Le taux d’octroi des bourses d’étude dans l’enseignement supérieur a baissé, en cinq ans, de 8 %.

"Le nombre de demandes pour une allocation d’étude à fortement augmenté ces dernières années, et en chiffres absolus, le nombre de bourses octroyées a également augmenté. Mais ce qu’on voit depuis quelques années, c’est que le taux d’octroi est en baisse depuis 2012-2013. Il était de 75,8 % cette année, contre 69,80 % en 2013-2014, puis 67,45 % en 2014-2015. Pourtant aucune législation et aucun nouveau critère d’attribution n’ont eu lieu. C’est une question qu’on avait évoquée en juillet, sans recevoir de réponse de la part du ministre" (NdlR : de l’Enseignement supérieur, Jean-Claude Marcourt, PS), explique Maxime Mori, le président de la Fédération des étudiants francophones (Fef).

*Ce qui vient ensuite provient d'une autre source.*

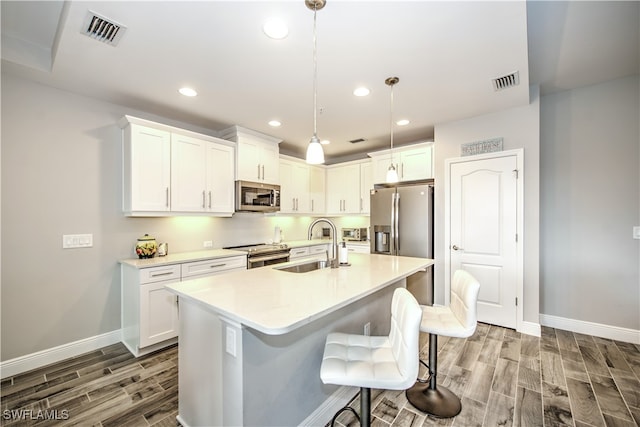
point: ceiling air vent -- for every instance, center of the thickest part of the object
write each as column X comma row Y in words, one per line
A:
column 102, row 29
column 506, row 82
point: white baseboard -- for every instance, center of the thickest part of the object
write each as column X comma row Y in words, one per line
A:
column 530, row 328
column 589, row 328
column 338, row 400
column 31, row 361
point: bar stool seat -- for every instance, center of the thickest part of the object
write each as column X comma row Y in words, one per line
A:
column 382, row 362
column 458, row 320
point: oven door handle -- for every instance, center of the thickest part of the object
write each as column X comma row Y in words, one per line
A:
column 268, row 257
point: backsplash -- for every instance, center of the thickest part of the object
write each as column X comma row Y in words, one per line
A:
column 185, row 234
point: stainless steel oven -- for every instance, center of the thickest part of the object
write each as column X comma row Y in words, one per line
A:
column 260, row 255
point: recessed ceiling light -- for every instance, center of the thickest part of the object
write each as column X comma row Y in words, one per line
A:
column 275, row 29
column 187, row 91
column 361, row 91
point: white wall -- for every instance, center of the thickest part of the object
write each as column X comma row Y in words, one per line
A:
column 590, row 181
column 61, row 174
column 519, row 128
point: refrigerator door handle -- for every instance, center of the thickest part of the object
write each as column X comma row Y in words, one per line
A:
column 397, row 224
column 394, row 219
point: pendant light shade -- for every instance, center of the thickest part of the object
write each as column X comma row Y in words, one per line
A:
column 315, row 152
column 392, row 173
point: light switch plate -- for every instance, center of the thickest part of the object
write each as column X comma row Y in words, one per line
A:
column 231, row 342
column 71, row 241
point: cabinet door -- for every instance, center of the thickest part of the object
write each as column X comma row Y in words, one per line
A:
column 287, row 188
column 270, row 163
column 335, row 194
column 317, row 190
column 219, row 182
column 351, row 185
column 343, row 190
column 248, row 161
column 158, row 313
column 366, row 184
column 147, row 170
column 188, row 174
column 416, row 164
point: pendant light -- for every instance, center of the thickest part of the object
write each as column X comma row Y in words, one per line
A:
column 315, row 153
column 392, row 174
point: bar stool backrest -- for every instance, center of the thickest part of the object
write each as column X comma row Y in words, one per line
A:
column 464, row 297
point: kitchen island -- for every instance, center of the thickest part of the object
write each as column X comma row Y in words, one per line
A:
column 251, row 342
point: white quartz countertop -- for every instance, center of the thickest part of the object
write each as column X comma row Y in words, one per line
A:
column 276, row 302
column 182, row 257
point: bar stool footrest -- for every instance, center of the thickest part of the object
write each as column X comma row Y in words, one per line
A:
column 439, row 402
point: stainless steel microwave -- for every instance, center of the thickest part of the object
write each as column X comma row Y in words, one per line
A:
column 354, row 234
column 257, row 197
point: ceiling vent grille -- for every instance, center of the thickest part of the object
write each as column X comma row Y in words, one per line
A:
column 102, row 29
column 505, row 82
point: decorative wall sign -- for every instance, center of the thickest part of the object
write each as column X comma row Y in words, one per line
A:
column 480, row 147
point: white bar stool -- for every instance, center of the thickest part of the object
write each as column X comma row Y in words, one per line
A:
column 376, row 362
column 458, row 320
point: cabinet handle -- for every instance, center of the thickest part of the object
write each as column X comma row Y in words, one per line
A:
column 161, row 274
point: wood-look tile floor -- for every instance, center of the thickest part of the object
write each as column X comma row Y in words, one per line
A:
column 503, row 378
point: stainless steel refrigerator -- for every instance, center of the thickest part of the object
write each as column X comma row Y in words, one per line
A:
column 402, row 224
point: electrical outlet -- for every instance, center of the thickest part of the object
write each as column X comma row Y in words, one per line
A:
column 70, row 241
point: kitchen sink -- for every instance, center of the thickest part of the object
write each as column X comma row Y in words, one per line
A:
column 304, row 268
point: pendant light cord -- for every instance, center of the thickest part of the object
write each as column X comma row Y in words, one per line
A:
column 315, row 73
column 391, row 123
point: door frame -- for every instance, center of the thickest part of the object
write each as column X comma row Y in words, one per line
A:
column 519, row 154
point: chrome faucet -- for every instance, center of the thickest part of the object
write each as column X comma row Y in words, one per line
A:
column 334, row 262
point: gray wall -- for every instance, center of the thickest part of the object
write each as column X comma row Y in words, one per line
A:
column 519, row 128
column 590, row 201
column 61, row 174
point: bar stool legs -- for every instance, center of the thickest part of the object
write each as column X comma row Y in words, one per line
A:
column 437, row 401
column 365, row 409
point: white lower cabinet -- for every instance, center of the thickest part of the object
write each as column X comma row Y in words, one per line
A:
column 150, row 313
column 158, row 313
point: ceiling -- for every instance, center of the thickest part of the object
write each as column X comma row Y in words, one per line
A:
column 445, row 53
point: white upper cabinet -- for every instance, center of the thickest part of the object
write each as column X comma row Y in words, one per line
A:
column 345, row 188
column 366, row 184
column 258, row 157
column 294, row 187
column 170, row 170
column 146, row 169
column 317, row 190
column 412, row 163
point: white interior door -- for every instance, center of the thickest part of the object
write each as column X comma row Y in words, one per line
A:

En 2001-2002, 33.647 demandes pour une allocation d’étude dans l’enseignement supérieur ont été enregistrées, débouchant sur 22.604 réponses positives. Le chiffre est passé à 36.331 en 2002-2003, 37.106 en 2006-2007, 42.698 en 2008-2009, 47.251 en 2012-2013 et finalement 53.000 en 2016-2017. Des chiffres en hausse continue qui s’expliquent d’une part par la hausse de la population scolaire, et d’autre part, par la précarisation croissante de ce même public.

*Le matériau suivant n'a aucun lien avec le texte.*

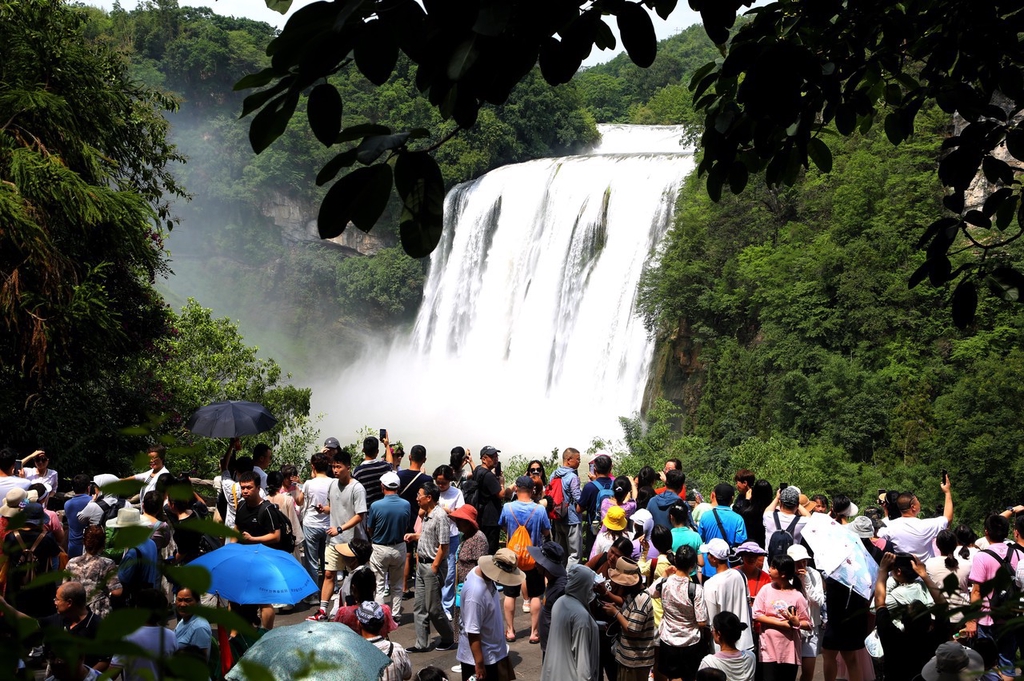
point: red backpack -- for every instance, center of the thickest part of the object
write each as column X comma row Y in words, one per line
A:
column 559, row 501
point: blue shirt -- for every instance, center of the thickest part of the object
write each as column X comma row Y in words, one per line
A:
column 195, row 631
column 76, row 531
column 570, row 490
column 525, row 513
column 732, row 522
column 388, row 520
column 139, row 566
column 659, row 505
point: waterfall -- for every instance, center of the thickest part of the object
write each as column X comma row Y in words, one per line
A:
column 527, row 337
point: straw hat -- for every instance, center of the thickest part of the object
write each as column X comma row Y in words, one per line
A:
column 502, row 567
column 614, row 519
column 467, row 513
column 127, row 517
column 626, row 572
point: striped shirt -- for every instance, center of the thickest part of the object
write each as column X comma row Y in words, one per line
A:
column 635, row 646
column 433, row 533
column 369, row 474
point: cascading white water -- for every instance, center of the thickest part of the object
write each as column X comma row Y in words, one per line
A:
column 527, row 337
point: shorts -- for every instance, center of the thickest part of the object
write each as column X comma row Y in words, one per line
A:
column 535, row 585
column 333, row 560
column 679, row 662
column 847, row 626
column 1007, row 645
column 810, row 646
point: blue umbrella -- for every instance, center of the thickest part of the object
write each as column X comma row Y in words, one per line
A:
column 315, row 651
column 230, row 419
column 256, row 573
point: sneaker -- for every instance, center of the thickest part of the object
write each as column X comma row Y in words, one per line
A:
column 320, row 615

Alors que le nombre d’étudiants en situation de précarité est en hausse, le taux d’octroi enregistre, lui, une diminution. Sollicité vendredi, le cabinet Marcourt n’a pas souhaité faire de commentaires. Dans La Libre, en juillet dernier, le porte-parole du ministre affirmait en tout cas que les chiffres en baisse pourraient s’expliquer par un nombre plus élevé d’étudiants ayant fait une demande sans connaître réellement les conditions d’octroi.

De manière générale, ces dernières années ont été synonymes d’incertitude pour la majorité des étudiants candidats à une bourse. Le décret qui fixe les critères d’octroi a en effet souvent été remanié depuis sa création en 1983. Dernière modification en date : celle de fin août qui visait justement à adapter partiellement la réforme de 2016.

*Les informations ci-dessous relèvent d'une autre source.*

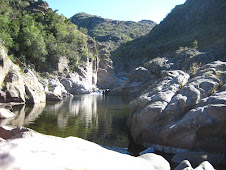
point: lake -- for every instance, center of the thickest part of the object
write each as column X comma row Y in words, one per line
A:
column 97, row 118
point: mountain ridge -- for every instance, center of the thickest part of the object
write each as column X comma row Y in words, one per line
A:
column 200, row 21
column 113, row 31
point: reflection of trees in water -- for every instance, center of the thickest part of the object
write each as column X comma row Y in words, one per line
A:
column 101, row 119
column 25, row 114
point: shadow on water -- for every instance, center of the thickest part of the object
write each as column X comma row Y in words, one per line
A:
column 97, row 118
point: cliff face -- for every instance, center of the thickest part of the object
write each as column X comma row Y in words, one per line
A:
column 200, row 20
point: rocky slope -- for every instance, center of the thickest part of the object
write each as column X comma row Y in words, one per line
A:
column 22, row 148
column 112, row 31
column 178, row 113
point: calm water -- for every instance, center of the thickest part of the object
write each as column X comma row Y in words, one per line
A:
column 97, row 118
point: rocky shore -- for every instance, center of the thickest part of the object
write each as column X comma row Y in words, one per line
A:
column 22, row 148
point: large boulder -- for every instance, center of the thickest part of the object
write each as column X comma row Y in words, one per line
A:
column 153, row 101
column 30, row 150
column 106, row 78
column 138, row 81
column 35, row 92
column 14, row 87
column 157, row 161
column 188, row 115
column 18, row 85
column 185, row 165
column 5, row 113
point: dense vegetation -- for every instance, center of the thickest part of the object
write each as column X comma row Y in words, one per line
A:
column 34, row 33
column 199, row 21
column 112, row 31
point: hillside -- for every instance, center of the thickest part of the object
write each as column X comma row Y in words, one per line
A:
column 38, row 36
column 200, row 20
column 113, row 31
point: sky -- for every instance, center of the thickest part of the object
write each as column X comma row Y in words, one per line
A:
column 125, row 10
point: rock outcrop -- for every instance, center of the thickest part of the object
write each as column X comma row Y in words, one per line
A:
column 48, row 152
column 138, row 81
column 18, row 85
column 106, row 78
column 181, row 113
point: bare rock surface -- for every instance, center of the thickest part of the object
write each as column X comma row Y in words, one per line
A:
column 48, row 152
column 180, row 113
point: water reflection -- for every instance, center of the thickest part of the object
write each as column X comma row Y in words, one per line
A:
column 101, row 119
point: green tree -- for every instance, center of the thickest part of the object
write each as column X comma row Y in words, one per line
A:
column 195, row 44
column 32, row 43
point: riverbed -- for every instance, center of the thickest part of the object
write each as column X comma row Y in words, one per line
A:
column 94, row 117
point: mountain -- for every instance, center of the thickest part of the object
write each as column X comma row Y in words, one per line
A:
column 107, row 30
column 38, row 36
column 199, row 21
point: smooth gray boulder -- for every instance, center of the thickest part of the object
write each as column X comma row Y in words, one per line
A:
column 188, row 116
column 153, row 101
column 5, row 113
column 35, row 92
column 138, row 81
column 31, row 150
column 157, row 161
column 184, row 165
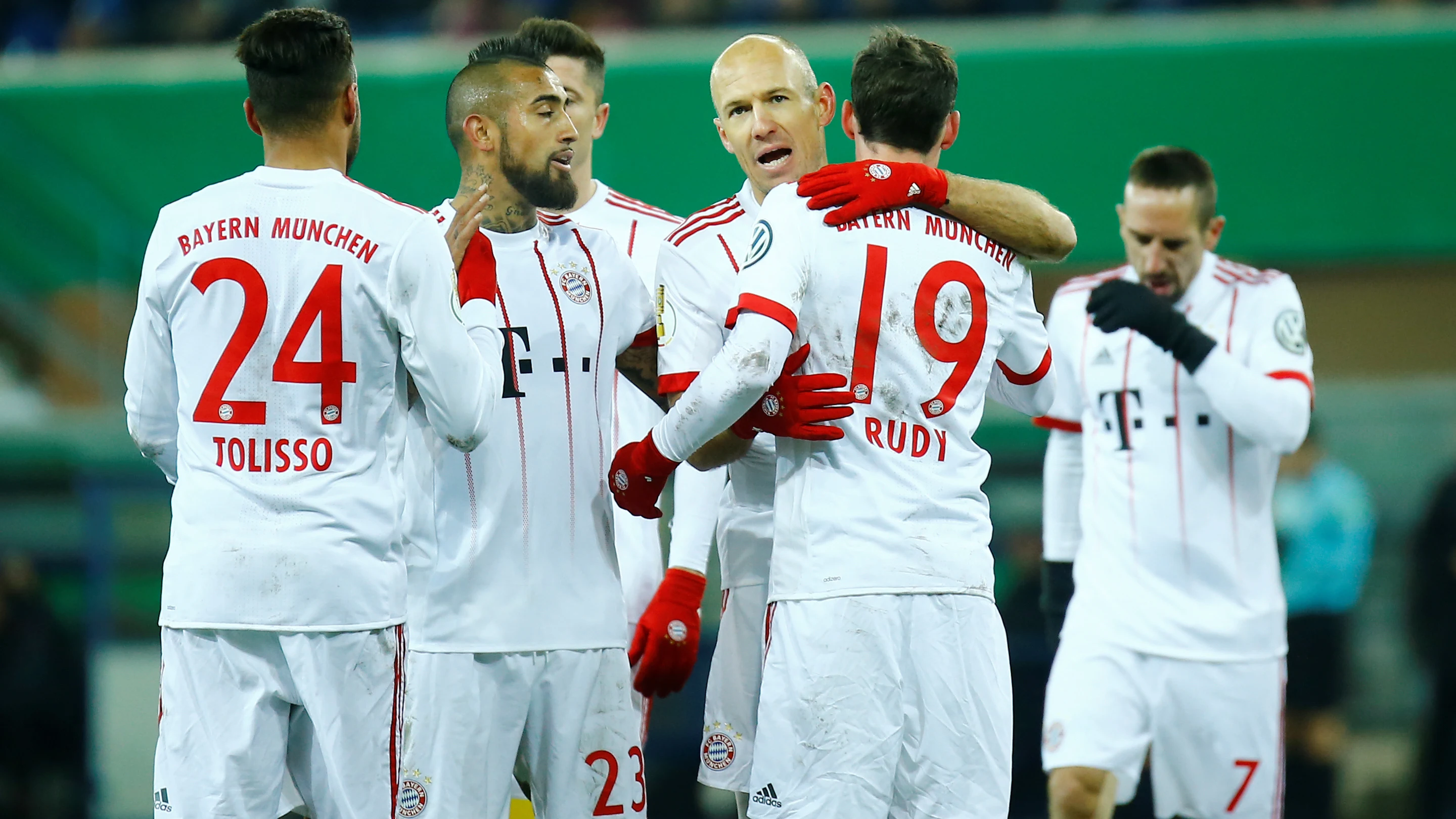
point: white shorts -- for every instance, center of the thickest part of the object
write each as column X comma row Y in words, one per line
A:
column 244, row 710
column 1215, row 729
column 563, row 719
column 732, row 709
column 884, row 706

En juin dernier , de nombreux étudiants passant leurs examens ne savaient ainsi pas encore s’ils avaient pu bénéficier d’une allocation, tandis que, début août, les associations étudiantes déploraient l’incertitude concernant les critères de cette rentrée scolaire.

De son côté, en juin dernier, le cabinet Marcourt avait rappelé que les budgets étaient en hausse continue. "Le ministre souhaite travailler en enveloppe ouverte pour pouvoir répondre à toutes les demandes sociales", assurait son porte-parole.